From our home we could either walk to the school via a path through the woods or we could ride with Dad to school. I don’t recall that a bus came into our neighborhood, but I can’t be certain.
The school was not on a military base, like every other DODDS school we had attended. It was on the main road through Ekali and even more unique was that it used to be a hotel. The lower grades were on the ground floors in an open classroom style in the various former lobbies and nooks & crannies of the hotel. There were lots of windows and an elevator. The middle school grades were on the upper floors and stretched through the various hotel rooms where the dividing walls had been removed. The lockers were in the hallways. The playground was in the ravine on the backside of the building. Tetherball was still my go-to playground activity.
Dad usually bounced around teaching various elementary grades and I’m not sure which grades he taught in Greece. I do recall he continued his tradition of hosting classroom plays so all the students had an opportunity to be the shining star. Mr. John W. Murphy was the principal and he & our dad had much mutual respect for one another. My sister Lauren was in the 5 th grade and presumably I rotated classrooms in the 7 th grade, as I don’t remember a specific teacher. Lauren remembers that basic Greek was taught and that she wondered how she would ever use words like king, throne, or frog.
The school downsized the following school year (1974-1975), eliminating the 8 th grade. Both Lauren & I switched to the Ursuline School, our first experience outside of a DODDS school. We then transferred to Livorno, Italy in 1975 and attended Livorno American High School at Camp Darby.
As kids we hung out at the Ekali Club (swim & tennis) and at the American Club (movie theatre, pool, community center) in Kifissia. We saw the show Up With People at a Greek amphitheatre, and traveled to see the sights in the city of Athens, the Greek countryside and islands.

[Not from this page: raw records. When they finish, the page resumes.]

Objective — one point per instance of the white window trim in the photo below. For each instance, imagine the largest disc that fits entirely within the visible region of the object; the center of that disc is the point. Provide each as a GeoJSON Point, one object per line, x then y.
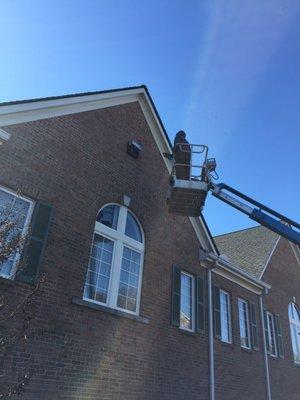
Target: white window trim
{"type": "Point", "coordinates": [24, 230]}
{"type": "Point", "coordinates": [192, 329]}
{"type": "Point", "coordinates": [295, 323]}
{"type": "Point", "coordinates": [270, 330]}
{"type": "Point", "coordinates": [120, 240]}
{"type": "Point", "coordinates": [3, 136]}
{"type": "Point", "coordinates": [229, 316]}
{"type": "Point", "coordinates": [247, 322]}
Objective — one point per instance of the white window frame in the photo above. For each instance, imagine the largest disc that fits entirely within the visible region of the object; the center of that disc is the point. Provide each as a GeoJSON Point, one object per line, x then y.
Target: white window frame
{"type": "Point", "coordinates": [242, 301]}
{"type": "Point", "coordinates": [271, 333]}
{"type": "Point", "coordinates": [228, 303]}
{"type": "Point", "coordinates": [192, 329]}
{"type": "Point", "coordinates": [120, 240]}
{"type": "Point", "coordinates": [295, 329]}
{"type": "Point", "coordinates": [24, 230]}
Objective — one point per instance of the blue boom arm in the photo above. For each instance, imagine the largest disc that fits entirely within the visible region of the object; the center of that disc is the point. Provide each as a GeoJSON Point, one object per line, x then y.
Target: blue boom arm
{"type": "Point", "coordinates": [258, 212]}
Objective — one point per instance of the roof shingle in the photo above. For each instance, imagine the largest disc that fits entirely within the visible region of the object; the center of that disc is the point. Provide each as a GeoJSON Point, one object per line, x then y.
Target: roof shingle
{"type": "Point", "coordinates": [248, 249]}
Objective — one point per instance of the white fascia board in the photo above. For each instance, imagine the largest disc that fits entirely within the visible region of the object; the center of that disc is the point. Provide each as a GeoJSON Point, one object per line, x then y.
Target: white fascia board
{"type": "Point", "coordinates": [3, 135]}
{"type": "Point", "coordinates": [236, 278]}
{"type": "Point", "coordinates": [36, 110]}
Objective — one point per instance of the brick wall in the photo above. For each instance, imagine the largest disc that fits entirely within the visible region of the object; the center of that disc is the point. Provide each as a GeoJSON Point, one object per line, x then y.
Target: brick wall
{"type": "Point", "coordinates": [239, 372]}
{"type": "Point", "coordinates": [78, 163]}
{"type": "Point", "coordinates": [282, 273]}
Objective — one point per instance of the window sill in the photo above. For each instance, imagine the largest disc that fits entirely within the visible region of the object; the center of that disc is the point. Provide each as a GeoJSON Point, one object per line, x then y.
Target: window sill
{"type": "Point", "coordinates": [113, 311]}
{"type": "Point", "coordinates": [226, 344]}
{"type": "Point", "coordinates": [296, 364]}
{"type": "Point", "coordinates": [246, 350]}
{"type": "Point", "coordinates": [186, 331]}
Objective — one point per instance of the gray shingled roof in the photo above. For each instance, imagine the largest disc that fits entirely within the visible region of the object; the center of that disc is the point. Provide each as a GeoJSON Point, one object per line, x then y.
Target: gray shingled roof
{"type": "Point", "coordinates": [248, 249]}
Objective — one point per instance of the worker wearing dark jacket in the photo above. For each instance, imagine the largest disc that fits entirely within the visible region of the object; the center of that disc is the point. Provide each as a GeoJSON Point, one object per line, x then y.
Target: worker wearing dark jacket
{"type": "Point", "coordinates": [182, 155]}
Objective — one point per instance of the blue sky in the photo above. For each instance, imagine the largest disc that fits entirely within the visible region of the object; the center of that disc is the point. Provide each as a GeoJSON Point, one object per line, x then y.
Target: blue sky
{"type": "Point", "coordinates": [226, 71]}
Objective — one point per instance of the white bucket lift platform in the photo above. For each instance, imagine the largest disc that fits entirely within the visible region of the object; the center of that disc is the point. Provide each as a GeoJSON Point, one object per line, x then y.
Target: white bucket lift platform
{"type": "Point", "coordinates": [189, 181]}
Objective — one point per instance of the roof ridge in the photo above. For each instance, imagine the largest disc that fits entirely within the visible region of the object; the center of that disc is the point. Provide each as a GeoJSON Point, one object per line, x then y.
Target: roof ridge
{"type": "Point", "coordinates": [7, 103]}
{"type": "Point", "coordinates": [240, 230]}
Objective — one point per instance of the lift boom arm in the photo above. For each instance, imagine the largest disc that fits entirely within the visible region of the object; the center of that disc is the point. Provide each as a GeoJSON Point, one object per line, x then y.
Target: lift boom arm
{"type": "Point", "coordinates": [258, 212]}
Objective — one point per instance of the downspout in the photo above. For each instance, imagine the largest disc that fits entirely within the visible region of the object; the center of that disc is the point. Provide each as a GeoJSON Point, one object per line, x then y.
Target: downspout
{"type": "Point", "coordinates": [265, 354]}
{"type": "Point", "coordinates": [211, 337]}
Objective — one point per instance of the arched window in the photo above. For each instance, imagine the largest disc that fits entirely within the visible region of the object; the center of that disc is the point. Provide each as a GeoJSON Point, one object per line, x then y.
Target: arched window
{"type": "Point", "coordinates": [294, 317]}
{"type": "Point", "coordinates": [115, 268]}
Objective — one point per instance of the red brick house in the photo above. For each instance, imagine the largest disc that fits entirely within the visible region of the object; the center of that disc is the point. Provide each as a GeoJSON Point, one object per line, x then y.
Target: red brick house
{"type": "Point", "coordinates": [129, 308]}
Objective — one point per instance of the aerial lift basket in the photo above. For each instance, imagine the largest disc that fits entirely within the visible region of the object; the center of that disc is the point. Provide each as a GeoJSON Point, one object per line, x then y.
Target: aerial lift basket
{"type": "Point", "coordinates": [189, 183]}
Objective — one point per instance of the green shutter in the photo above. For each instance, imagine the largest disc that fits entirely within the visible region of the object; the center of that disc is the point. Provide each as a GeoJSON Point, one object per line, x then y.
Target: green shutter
{"type": "Point", "coordinates": [253, 324]}
{"type": "Point", "coordinates": [175, 308]}
{"type": "Point", "coordinates": [217, 312]}
{"type": "Point", "coordinates": [34, 250]}
{"type": "Point", "coordinates": [266, 331]}
{"type": "Point", "coordinates": [278, 332]}
{"type": "Point", "coordinates": [200, 305]}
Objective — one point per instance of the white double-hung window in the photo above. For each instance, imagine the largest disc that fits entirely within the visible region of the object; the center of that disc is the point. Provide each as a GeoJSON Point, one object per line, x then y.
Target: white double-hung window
{"type": "Point", "coordinates": [271, 334]}
{"type": "Point", "coordinates": [225, 316]}
{"type": "Point", "coordinates": [294, 318]}
{"type": "Point", "coordinates": [244, 323]}
{"type": "Point", "coordinates": [114, 274]}
{"type": "Point", "coordinates": [15, 214]}
{"type": "Point", "coordinates": [187, 311]}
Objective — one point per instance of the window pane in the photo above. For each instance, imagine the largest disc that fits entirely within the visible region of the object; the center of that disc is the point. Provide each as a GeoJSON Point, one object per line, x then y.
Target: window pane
{"type": "Point", "coordinates": [244, 323]}
{"type": "Point", "coordinates": [132, 228]}
{"type": "Point", "coordinates": [271, 334]}
{"type": "Point", "coordinates": [186, 309]}
{"type": "Point", "coordinates": [109, 216]}
{"type": "Point", "coordinates": [98, 275]}
{"type": "Point", "coordinates": [12, 209]}
{"type": "Point", "coordinates": [129, 280]}
{"type": "Point", "coordinates": [295, 330]}
{"type": "Point", "coordinates": [225, 317]}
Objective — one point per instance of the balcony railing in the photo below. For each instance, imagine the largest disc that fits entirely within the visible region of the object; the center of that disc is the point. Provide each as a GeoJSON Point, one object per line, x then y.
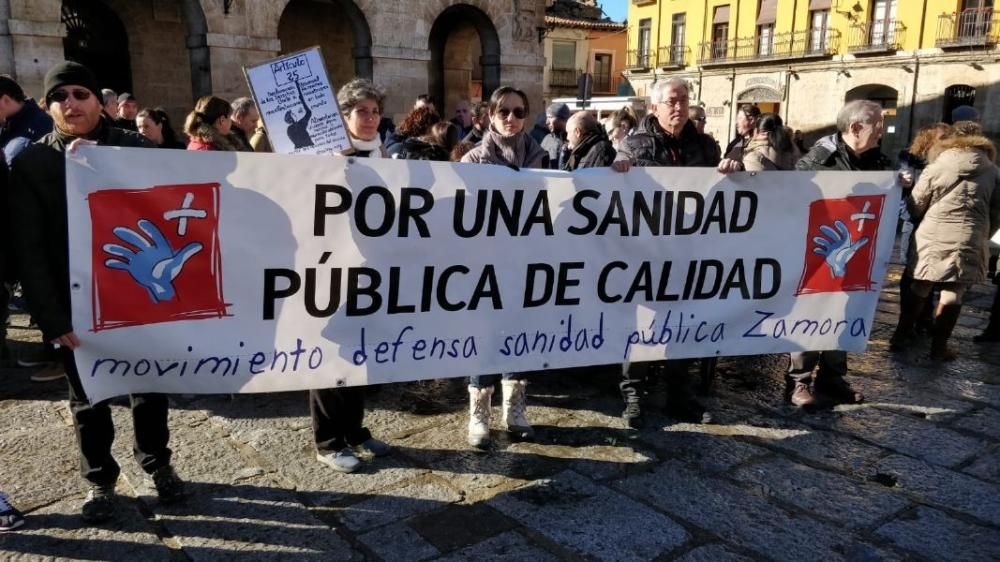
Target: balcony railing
{"type": "Point", "coordinates": [969, 28]}
{"type": "Point", "coordinates": [876, 36]}
{"type": "Point", "coordinates": [798, 44]}
{"type": "Point", "coordinates": [673, 56]}
{"type": "Point", "coordinates": [607, 85]}
{"type": "Point", "coordinates": [639, 59]}
{"type": "Point", "coordinates": [563, 77]}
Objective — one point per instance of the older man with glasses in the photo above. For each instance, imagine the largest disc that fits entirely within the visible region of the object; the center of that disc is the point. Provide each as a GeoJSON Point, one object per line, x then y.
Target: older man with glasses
{"type": "Point", "coordinates": [38, 197]}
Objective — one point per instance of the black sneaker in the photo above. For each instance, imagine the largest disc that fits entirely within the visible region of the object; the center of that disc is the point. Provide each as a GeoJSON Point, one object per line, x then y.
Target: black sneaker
{"type": "Point", "coordinates": [169, 487]}
{"type": "Point", "coordinates": [632, 414]}
{"type": "Point", "coordinates": [99, 505]}
{"type": "Point", "coordinates": [10, 517]}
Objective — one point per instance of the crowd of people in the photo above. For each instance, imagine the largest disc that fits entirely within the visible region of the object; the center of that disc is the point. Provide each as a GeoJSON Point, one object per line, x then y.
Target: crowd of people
{"type": "Point", "coordinates": [948, 177]}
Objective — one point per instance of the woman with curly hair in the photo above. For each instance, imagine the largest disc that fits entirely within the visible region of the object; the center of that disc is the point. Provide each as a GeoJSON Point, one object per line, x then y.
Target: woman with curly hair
{"type": "Point", "coordinates": [154, 124]}
{"type": "Point", "coordinates": [415, 125]}
{"type": "Point", "coordinates": [208, 125]}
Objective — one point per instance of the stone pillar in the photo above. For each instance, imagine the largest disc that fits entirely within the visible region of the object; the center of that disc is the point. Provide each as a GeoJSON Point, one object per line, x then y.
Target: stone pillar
{"type": "Point", "coordinates": [37, 45]}
{"type": "Point", "coordinates": [6, 45]}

During the time we lived in Greece, there was an uprising in a local university during a time of prolonged political unrest, there were tensions between Greece and Cyprus, and there was significant anti-American sentiment. During one particular tense moment we could hear the Army tanks rolling in through the main streets and many of the Greek American boys in my sister’s 12 th grade class at the American Community School were concerned about getting drafted. While we lived in Greece there were some car bombings of cars owned by Americans. The cars were easily identifiable because of the license plates. Dad used to put mud on our license plates to obscure the American tags.